1- Qu'est-ce que le PNR ?

La création d'un « registre passagers » (PNR) est bloquée par le Parlement européen depuis 2011. Un tel dispositif doit permettre de « repérer des voyageurs suspects ». Concrètement, il s'agit de conserver les données nécessaires à l'achat d'un vol : adresse et numéro de passeport, mais aussi numéro de carte de crédit et même régime alimentaire. Ces derniers aspects, notamment, ont amené les eurodéputés à refuser le PNR. Rien n'empêche un Etat de mettre en place un tel dispositif au niveau national, mais il faut l'accord du Parlement pour le faire au niveau des 28.
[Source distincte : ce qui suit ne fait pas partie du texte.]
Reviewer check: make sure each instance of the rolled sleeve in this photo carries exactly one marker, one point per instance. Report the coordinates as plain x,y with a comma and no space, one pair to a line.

2- Pourquoi en reparle-t-on ?

Après des années de discussions, le PNR était quelque peu tombé dans l'oubli. Mais l'attaque de Charlie Hebdo le 7 janvier, puis le démentellement d'une cellule jihadiste en Belgique le 15 janvier, ont changé la donne. Plusieurs Etats européens ont demandé l'établissement rapide d'un PNR. Didier Reynders, le ministre des Affaires étrangères, qualifie sa mise en place d' « essentielle ». « J'espère que le Parlement va changer d'attitude en la matière et autoriser le PNR », a-t-il souligné après concertation avec ses homologues européens. Il note néanmoins qu'il faudra parvenir à « un équilibre entre protection de la vie privée et sécurité ».

3- La position du Parlement européen a-t-elle changé ?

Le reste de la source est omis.